Maybe President Barack Obama isn't the draw he once was in the Gateway City.But the tickets were actually part of a promotion made available to young professionals. Wagman would have known that if he bothered to act like a reporter and check. But he didn't. And now his inaccurate story has now become part of Wingnut Gospel. (by the way, who begins a news story with the word "maybe?")
And, as I already mentioned, Wagman also wrote a dumb story about one of Russ Carnahan's staffers selling her house, writing,
...any development, however small and potentially unrelated, will be subject to political scrutiny.I guess he was testing the limits of that theory by writing something absurdly small and completely unrelated, and of course did so without bothering to actually speak with the people in the story.
Wagman skipped the first debate between Ed Martin and Ann Wagner, leaving it to pros like Jo Mannies at the Beacon and the local Patches. (coincidentally, there was a Cardinals game that night)
Then Wagman wrote about Obama's visit. He noted a couple protesters but couldn't be bothered to find out anything about them. This is especially remarkable considering that the protesters wrote a letter to the Post-Dispatch that was published that morning! But it wasn't on the Sports Page so Wagman missed it.
And finally, today he wrote about a letter that Congressional Candidate Ed Martin's mom sent to New Jersey Governor Chris Christie. Yes, a real life story about Martin's mom sending a letter complaining that Christie should have endorsed Martin because Martin is from New Jersey. It seems like a legitimate article for a gossip column, but this really isn't the kind of content a political reporter at a city newspaper should be writing about.

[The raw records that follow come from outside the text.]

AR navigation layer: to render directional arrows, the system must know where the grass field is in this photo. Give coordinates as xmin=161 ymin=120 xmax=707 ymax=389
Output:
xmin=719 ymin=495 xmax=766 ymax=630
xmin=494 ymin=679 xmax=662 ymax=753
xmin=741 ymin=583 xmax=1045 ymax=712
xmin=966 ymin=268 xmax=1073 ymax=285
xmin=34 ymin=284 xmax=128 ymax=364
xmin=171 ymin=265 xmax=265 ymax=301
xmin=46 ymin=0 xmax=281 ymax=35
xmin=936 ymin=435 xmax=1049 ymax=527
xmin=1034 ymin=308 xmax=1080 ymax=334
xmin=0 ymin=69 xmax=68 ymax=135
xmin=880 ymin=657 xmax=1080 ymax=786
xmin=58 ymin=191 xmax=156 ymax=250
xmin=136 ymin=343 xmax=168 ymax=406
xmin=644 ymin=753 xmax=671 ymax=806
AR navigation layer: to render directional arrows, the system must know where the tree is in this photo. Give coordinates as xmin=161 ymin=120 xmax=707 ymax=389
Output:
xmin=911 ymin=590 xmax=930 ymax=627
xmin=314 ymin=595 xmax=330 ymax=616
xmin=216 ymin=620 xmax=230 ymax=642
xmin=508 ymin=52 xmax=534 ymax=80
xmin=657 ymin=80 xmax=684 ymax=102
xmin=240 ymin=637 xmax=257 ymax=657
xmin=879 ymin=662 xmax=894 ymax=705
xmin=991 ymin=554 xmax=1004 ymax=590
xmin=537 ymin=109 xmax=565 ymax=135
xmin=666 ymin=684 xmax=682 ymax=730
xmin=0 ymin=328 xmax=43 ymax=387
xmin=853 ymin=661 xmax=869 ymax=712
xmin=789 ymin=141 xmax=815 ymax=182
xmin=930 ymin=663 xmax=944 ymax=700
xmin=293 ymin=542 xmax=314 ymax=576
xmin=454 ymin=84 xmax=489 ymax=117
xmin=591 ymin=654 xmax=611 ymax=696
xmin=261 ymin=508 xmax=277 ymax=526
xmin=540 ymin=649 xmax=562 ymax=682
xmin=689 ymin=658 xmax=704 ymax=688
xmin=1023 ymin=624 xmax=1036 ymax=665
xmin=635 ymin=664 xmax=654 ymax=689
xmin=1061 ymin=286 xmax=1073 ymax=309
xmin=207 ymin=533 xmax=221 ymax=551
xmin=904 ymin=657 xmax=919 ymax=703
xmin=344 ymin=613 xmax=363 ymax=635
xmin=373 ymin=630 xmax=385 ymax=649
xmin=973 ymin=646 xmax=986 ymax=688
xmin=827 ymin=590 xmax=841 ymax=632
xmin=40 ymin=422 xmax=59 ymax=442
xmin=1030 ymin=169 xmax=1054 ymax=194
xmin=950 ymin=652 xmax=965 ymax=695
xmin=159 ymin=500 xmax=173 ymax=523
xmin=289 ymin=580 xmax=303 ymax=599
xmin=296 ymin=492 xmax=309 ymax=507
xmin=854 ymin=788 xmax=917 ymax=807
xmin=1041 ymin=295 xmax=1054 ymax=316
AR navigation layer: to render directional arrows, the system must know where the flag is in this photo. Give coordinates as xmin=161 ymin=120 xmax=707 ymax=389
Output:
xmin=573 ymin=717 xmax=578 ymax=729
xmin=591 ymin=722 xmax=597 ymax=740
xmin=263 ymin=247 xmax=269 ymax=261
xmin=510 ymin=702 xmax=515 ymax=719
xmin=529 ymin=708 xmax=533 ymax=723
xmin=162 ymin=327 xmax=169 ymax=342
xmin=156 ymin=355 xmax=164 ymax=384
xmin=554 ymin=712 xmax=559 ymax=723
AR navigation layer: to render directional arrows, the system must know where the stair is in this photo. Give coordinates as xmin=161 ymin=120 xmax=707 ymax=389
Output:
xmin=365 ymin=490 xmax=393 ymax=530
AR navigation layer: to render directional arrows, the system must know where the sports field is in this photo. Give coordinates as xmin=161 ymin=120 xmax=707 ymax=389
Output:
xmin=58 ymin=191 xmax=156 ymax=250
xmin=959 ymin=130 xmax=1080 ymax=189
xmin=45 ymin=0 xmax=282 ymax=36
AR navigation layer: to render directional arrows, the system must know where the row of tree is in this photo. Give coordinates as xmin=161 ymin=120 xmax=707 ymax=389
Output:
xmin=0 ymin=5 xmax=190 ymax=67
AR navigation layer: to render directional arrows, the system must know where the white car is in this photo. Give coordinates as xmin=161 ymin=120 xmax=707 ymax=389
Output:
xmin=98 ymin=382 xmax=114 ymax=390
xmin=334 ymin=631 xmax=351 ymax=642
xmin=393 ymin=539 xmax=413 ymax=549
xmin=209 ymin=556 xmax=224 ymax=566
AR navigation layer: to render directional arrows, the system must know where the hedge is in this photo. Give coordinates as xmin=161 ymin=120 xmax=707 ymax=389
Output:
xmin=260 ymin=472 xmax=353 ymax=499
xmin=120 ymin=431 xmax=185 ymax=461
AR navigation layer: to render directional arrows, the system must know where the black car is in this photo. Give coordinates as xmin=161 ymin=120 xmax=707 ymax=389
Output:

And as Fired Up Missouri points out, in the article Wagman hilariously calls his BFF Ed Martin, the former Chief of Staff for Governor Matt Blunt, an "anti-establishment" candidate.
Now, I don't suppose we should expect Post-Dispatch Political Editor Christopher Ave to do anything about this. In general, the Post-Dispatch's reporting crew does amazing work: Virginia Young, Jason Hancock, David Hunn, and Joel Courier (just to name a few that I'm familiar with) all clearly work hard at their jobs and produce great material. And even Wagman occasionally does some solid work. But why put something as important as statewide races solely in the hands of a guy who generally seems to have no interest in getting to the bottom of stories and fact-checking? It's a drag on the reputation of the paper. Or, to put it in Wagman's terms, why keep starting a guy who only hustles to first base a couple times a season?